L'EDITORIALE DI TB: 3 GIORNI ALLA FINE DEL MERCATO E QUEL RISCHIO DI RIMANERE “MONCHI”

28.08.2017 08:00 di Redazione TuttoBenevento  articolo letto 1445 volte
L'EDITORIALE DI TB: 3 GIORNI ALLA FINE DEL MERCATO E QUEL RISCHIO DI RIMANERE “MONCHI”

C’è grande rammarico in casa Benevento per come si è approcciato con la nuova categoria, quella massima serie forse neanche mai sognata come invece la serie B perché nella nostra testa quasi come un sogno irraggiungibile. Adesso che ci siamo invece arrivati e che abbiamo cominciato però a viverla da protagonisti, ci siamo accorti che la nostra squadra partendo da una buona base, e da quella intelaiatura che ci ha permesso di vincere il campionato l’anno scorso doveva solo essere puntellata per permetterci di giocarci le nostre carte in maniera più tranquilla.
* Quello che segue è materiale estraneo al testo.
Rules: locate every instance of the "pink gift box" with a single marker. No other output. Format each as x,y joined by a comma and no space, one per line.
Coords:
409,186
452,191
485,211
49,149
Come vedete scrivo usando il verbo al passato, ma lo faccio più che altro come una sorta di “sana provocazione”, proprio perché ormai mancano solo 3 giorni allo stop delle operazioni di mercato e il rischio di rimanere "monchi" è diventato molto alto. Rimanere così, oppure non riuscire ad incastrare quei tasselli giusti ed evidenti ormai a tutti sarebbe davvero un peccato. Il Benevento visto ieri sera mi ha dato l’impressione come di una macchina che ha un motore che può raggiungere una velocità massima di 200 km orari, ma che invece tira addirittura oltre quella soglia, andando quasi fuori giri e rischiando ovviamente di “rompere” tutto. Il Bologna dal canto suo, ha giocato una gara sorniona, punendo in maniera chirurgica i giallorossi, sfruttando una ripartenza agevolata anche da qualche rimpallo e un po’ di fortuna.

La sensazione è che il Benevento attuale sia anche dal punto di vista numerico troppo striminzito: se durante il campionato dovesse venire un raffreddore ad uno dei nostri top player, come Lucioni, D’Alessandro e Ciciretti chi li sostituirebbe? A prescindere dalla fiducia che la maggior parte dei tifosi compreso il sottoscritto continua e continuerà a confidare nella società, nel tecnico e nella squadra, in questo momento sarebbe inutile mettere la testa sotto la sabbia e far finta che non siano sorti dei problemi da provare a risolvere negli ultimi giorni di mercato. Sono quasi 2 mesi, che dalle pagine social vado ripetendo che a questa squadra mancano 2 esterni e 1 attaccante e come e prima di me lo hanno sempre saputo Baroni e Di Somma. E allora mi chiedo, perché arrivare agli ultimi giorni?  E va bene che il mercato è complicato per una matricola come il Benevento, ma fare mea culpa riguardo forse alcune strategie forse da rivedere nel prossimo futuro, credo sia quanto meno doveroso.

Prendiamo per esempio l’acquisto dato ormai per certo di Memushaj, calciatore voluto dal tecnico e che certamente potrà essere importante nello scacchiere giallorosso, mi chiedo, cosa comporterà? Ci sono dubbi sulle condizioni di Chibash e sulla sua tenuta fisica durante il campionato? Oppure nel progetto tecnico si sta pensando anche ad un centrocampo a 3 nel prossimo futuro? Tornando alla difesa, Costa non è sembrato impeccabile, e allora perché non si è provato a pescare anche nel mercato degli svincolati come hanno fatto altre squadre? Molti hanno fatto il nome di un profilo alla Burdisso, ma come lui tanti altri, e allora perché non si è provato a raggiungere calciatori del genere? 

Siamo d’accordo con Baroni quando ribadisce di volere calciatori che sposino la causa e che arrivino a Benevento con lo spirito giusto, ma il tempo a disposizione è ormai scaduto e sarebbe un delitto non completare una squadra come la nostra che anche a dire dei colleghi bolognesi non ha dimostrato certamente di essere la cenerentola alla Pescare dello scorso anno per intenderci, di cui si era parlato ll’inizio, e che puntellata a dovere con 3/4  giocatori di un certo tipo, potrebbe sedersi tranquillamente al tavolo delle pretendenti alla salvezza.

Detto questo ribadisco che continuo a fidarmi del nostro Presidente e delle sue parole: “Sono arrivato in serie A e adesso guai a chi me la tocca”. Ecco, queste sono le parole che danno fiducia a tutto l’ambiente giallorosso. Del resto abbiamo imparato che quando Oreste Vigorito dice o promette qualcosa poi mantiene. Scommettiamo che anche questa volta sarà così? Il 31 agosto è vicino e la fiducia verso una salvezza sicuramente non impossibile rimane pressoché intatta.